Doch nötig ists, daß man sie kennenlernt.
Je mehr wir solcher Quellen wissen,
Woraus Gefahr und Unheil fließen;
Um desto leichter wird das Übel selbst entfernt

Des Mannes teurer Zeitvertreib,
Sulpitia, ein junges schönes Weib,
Ging munter zum Besuch, krank aber kam sie wieder,
Und fiel halbtot aufs Ruhebette nieder.
Sie röchelt. Wie? Vergißt ihr Blut den Lauf?
Geschwind löst ihr die Schnürbrust auf!
Geschwind! Doch läßt sich dies erzwingen?
Sechs Hände waren zwar bereit;
Doch eine Frau aus ihrem Staat zu bringen,
Wieviel erfordert dies nicht Zeit!

Der arme Mann schwimmt ganz in Tränen;
Mit Recht bestürzt ihn diese Not.
Zu früh ists, nach der Gattin Tod
Im ersten Jahre sich zu sehnen.
Er schickt nach einem Arzt. Ein junger Äskulap
Erscheint sogleich in vollem Trab,
Und setzt sich vor das Krankenbette,
Vor dem er sich so eine Miene gab,
Als ob er für den Tod ein sichres Mittel hätte.
Er fragt den Puls, und da er ihn gefragt,
Schlägt er im Geiste nach, was sein Rezeptbuch sagt,
Und läßt, die Krankheit zu verdrängen,
Sich eilends Dint und Feder bringen.

Er schreibt. Der Diener läuft. Indessen ruft der Mann
Den so erfahrnen Arzt beiseite,
Und fragt, was doch der Zufall wohl bedeute?
Der Doktor sieht ihn lächelnd an:
»Sie fragen mich, was es bedeuten kann?
Das brauch ich Ihnen nicht zu sagen;
Sie wissen schon, es zeigt viel Gutes an,
Wenn sich die jungen Weiber klagen.«

Den Mann erfreut ein solcher Unterricht.
Die Nacht verstreicht, der Trank ist eingenommen;
Allein der teure Trank hilft nicht.
Drum muß der zweite Doktor kommen.

Er kömmt! Geduld! Nun werden wirs erfahren.
Was ists? Was fehlt der schönen Frau?
Der Doktor sieht es ganz genau,
Daß sich die Blattern offenbaren.

Sulpitia! Erst sollst du schwanger sein?
Nun sollst du gar die Blattern kriegen?
Ihr Ärzte schweigt, und gebt ihr gar nichts ein,
Denn einer muß sich doch betrügen.
Nein, überlaßt sie der Natur,
Und dem ihr so getreuen Bette;
Gesetzt, daß sie die schlimmste Krankheit hätte:
So ist sie nicht so schlimm, als eure Kur.

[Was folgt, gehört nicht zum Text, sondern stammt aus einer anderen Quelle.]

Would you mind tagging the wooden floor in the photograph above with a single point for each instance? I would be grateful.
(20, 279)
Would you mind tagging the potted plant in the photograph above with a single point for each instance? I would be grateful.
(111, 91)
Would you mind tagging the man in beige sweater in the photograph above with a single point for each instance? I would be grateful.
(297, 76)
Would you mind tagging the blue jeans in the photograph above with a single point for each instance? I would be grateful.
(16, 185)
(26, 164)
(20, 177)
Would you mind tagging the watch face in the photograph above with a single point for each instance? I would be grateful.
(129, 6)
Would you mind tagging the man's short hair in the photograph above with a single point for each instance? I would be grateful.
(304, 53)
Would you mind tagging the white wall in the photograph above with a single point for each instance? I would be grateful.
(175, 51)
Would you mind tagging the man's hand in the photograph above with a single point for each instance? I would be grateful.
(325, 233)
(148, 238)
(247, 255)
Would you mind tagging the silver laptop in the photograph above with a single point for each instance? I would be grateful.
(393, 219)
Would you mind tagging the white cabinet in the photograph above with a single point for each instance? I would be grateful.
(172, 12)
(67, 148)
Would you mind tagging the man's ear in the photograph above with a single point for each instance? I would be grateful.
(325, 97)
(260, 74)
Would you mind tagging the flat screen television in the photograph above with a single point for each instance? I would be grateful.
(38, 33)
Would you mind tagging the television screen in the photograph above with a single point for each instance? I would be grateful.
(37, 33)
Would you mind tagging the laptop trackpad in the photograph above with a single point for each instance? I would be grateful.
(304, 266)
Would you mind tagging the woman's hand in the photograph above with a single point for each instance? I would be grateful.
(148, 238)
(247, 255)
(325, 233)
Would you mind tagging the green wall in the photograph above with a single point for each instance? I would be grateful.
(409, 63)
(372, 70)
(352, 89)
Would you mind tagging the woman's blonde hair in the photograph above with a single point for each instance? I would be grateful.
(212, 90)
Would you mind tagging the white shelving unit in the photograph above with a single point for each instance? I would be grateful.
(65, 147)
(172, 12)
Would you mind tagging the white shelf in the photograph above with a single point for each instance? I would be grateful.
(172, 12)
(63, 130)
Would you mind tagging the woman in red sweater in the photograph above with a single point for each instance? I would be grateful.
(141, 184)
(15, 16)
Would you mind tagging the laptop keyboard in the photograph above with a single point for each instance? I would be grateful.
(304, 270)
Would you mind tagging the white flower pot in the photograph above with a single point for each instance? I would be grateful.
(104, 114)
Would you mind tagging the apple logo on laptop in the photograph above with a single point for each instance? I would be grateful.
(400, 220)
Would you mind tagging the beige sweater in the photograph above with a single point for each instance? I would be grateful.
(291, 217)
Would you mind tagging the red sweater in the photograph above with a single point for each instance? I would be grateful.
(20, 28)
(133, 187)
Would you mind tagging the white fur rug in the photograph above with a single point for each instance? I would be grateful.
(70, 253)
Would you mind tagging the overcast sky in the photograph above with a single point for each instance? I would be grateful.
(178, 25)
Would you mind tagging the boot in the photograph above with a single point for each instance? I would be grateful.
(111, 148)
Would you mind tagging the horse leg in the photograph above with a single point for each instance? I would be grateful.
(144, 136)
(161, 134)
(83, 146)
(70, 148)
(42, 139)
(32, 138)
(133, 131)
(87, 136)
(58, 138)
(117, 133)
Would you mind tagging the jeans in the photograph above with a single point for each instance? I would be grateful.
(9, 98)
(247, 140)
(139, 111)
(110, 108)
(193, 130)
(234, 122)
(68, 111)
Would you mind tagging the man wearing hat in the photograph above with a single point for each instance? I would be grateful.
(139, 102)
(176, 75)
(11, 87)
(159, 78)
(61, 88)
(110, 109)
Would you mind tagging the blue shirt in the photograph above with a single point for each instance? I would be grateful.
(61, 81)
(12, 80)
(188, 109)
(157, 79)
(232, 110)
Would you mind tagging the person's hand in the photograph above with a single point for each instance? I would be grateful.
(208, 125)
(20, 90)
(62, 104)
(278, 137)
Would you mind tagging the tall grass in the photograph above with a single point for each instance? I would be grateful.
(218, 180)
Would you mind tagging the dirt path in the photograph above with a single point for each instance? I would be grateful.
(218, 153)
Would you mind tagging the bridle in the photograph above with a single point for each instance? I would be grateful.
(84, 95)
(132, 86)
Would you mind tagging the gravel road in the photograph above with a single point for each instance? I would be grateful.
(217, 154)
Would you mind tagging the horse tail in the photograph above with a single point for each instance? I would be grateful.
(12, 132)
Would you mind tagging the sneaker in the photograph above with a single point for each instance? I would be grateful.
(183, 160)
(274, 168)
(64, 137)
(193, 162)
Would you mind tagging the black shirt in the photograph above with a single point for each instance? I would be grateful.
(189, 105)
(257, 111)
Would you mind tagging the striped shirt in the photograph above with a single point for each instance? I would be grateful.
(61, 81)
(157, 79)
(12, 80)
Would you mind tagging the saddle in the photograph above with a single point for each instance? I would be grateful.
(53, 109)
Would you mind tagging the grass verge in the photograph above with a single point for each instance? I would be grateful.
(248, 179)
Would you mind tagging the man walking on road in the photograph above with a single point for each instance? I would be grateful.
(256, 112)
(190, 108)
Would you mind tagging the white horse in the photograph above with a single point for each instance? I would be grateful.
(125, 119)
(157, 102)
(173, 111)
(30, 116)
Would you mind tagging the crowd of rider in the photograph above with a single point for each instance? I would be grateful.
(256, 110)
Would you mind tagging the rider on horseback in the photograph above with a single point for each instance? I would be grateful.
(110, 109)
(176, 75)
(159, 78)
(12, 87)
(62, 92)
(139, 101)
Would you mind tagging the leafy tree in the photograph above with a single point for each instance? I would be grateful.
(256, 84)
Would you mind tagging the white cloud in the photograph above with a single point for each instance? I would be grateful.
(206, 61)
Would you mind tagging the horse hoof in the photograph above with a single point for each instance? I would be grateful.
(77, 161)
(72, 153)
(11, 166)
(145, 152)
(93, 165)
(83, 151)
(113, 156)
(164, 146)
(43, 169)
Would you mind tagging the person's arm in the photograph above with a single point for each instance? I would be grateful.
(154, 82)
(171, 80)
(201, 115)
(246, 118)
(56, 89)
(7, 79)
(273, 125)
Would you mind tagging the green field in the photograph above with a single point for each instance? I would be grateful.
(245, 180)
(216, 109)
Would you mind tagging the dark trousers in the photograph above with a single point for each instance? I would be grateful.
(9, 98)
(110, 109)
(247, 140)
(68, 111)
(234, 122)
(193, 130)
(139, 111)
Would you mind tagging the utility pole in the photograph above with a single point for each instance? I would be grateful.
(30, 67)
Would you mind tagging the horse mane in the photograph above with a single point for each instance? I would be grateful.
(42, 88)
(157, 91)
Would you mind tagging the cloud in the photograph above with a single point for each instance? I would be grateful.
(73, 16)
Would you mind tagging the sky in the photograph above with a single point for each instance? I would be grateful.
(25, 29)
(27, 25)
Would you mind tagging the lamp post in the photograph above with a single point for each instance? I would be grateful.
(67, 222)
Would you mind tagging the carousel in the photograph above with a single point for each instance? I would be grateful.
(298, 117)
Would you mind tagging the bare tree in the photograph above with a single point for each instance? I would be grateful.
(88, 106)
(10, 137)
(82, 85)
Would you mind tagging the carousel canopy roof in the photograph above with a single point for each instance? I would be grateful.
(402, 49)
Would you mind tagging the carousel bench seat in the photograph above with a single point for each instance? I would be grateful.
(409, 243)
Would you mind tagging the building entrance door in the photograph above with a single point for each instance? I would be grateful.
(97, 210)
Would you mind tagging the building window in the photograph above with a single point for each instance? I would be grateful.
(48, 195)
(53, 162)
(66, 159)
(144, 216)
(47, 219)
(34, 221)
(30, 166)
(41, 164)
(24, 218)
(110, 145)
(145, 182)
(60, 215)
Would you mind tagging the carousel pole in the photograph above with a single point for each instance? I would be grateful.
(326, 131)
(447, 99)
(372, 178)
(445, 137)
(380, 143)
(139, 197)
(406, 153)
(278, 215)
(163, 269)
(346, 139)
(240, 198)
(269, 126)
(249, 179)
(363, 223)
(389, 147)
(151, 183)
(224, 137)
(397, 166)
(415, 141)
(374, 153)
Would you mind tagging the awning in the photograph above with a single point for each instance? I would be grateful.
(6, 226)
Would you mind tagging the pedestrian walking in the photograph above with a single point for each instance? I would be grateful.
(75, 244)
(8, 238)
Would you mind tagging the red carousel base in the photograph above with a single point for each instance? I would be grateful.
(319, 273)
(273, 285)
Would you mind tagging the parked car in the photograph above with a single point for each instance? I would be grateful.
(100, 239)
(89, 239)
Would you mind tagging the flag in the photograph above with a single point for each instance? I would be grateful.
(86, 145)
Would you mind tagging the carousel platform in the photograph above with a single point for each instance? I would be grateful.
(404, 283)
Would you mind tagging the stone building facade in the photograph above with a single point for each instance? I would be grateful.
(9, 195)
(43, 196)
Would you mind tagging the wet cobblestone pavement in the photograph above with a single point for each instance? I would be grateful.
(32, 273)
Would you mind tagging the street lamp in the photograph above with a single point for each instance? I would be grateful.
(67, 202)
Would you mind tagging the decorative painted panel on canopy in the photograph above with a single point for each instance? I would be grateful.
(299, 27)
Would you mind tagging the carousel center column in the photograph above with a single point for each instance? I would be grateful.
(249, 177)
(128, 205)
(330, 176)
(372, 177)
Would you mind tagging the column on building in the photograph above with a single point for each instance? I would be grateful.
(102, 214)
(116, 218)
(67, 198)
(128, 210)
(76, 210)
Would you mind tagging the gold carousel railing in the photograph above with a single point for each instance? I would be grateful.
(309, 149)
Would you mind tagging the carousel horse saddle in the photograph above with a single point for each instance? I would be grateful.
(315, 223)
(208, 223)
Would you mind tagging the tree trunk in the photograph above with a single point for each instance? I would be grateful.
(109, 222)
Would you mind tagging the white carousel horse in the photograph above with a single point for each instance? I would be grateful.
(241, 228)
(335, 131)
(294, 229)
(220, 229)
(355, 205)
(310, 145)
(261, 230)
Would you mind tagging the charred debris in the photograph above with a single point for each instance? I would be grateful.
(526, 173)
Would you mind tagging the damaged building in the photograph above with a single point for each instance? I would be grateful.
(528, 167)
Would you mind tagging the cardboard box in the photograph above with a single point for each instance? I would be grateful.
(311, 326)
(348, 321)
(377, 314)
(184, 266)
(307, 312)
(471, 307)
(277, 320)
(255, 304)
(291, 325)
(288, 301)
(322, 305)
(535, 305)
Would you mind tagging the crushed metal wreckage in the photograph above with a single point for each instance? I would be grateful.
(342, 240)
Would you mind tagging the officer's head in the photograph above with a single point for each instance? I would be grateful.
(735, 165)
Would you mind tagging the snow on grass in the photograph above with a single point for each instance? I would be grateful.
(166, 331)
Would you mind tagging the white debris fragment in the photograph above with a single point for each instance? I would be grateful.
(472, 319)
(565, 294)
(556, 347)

Geduld! Vielleicht genest sie heute.
Der Mann kömmt nicht von ihrer Seite,
Und eh die Stunde halb verfließt,
Fragt er sie hundertmal, obs noch nicht besser ist?
Ach ungestümer Mann, du nötigst sie zum Sprechen.
Wie? Wird sie nicht das Reden schwächen?
Sie spricht ja mit gebrochnem Ton,
Und an der Sprache hörst du schon,
Daß sich die Schmerzen stets vergrößern.
Bald wird es sich mit deiner Gattin bessern!
Der Tod, der Tod dringt schon herein,
Sie von der Marter zu befrein.

Wer pocht? Es wird der Doktor sein;
Doch nein, der Schneider kömmt, und bringt ein Kleid getragen.
Sulpitia fängt an, die Augen aufzuschlagen.
»Er kömmt«, so stammelt sie. »Er kömmt zu rechter Zeit;
Ist dies vielleicht mein Sterbekleid?
Ja, wie Er sieht, so werd ich bald erblassen;
Doch hätte mich der Himmel leben lassen:
So hätt ich mir ein solches Kleid bestellt,
Von solchem Stoff, als Er, Er wirds schon wissen,
Für meine Freundin machen müssen;
Es ist nichts Schöners auf der Welt.
Als ich zuletzt Besuch gegeben:
So trug sie dieses neue Kleid;
Doch geh Er nur. O kurzes Leben!
Es ist doch alles Eitelkeit!«

O fasse dich, betrübter Mann!
Du hörst ja, daß dein Weib noch ziemlich reden kann.
O laß die Hoffnung nicht verschwinden!
Der Atem wird sich wieder finden.

Der Schneider geht, der Mann begleitet ihn,
Sie reden heimlich vor der Türe.
Der Schneider tut die größten Schwüre,
Und eilt, die Sache zu vollziehn.

Noch vor dem Abend kömmt er wieder.
Sulpitia liegt noch danieder,
Und dankt ihm seufzend für den Gruß.
Allein wer sagt, was doch der Schneider bringen muß?
Er hat es in ein Tuch geschlagen,
Er wickelts aus. O welche Seltenheit!
Dies ist der Stoff, dies ist das reiche Kleid.
Allein was soll es ihr? Sie kann es ja nicht tragen.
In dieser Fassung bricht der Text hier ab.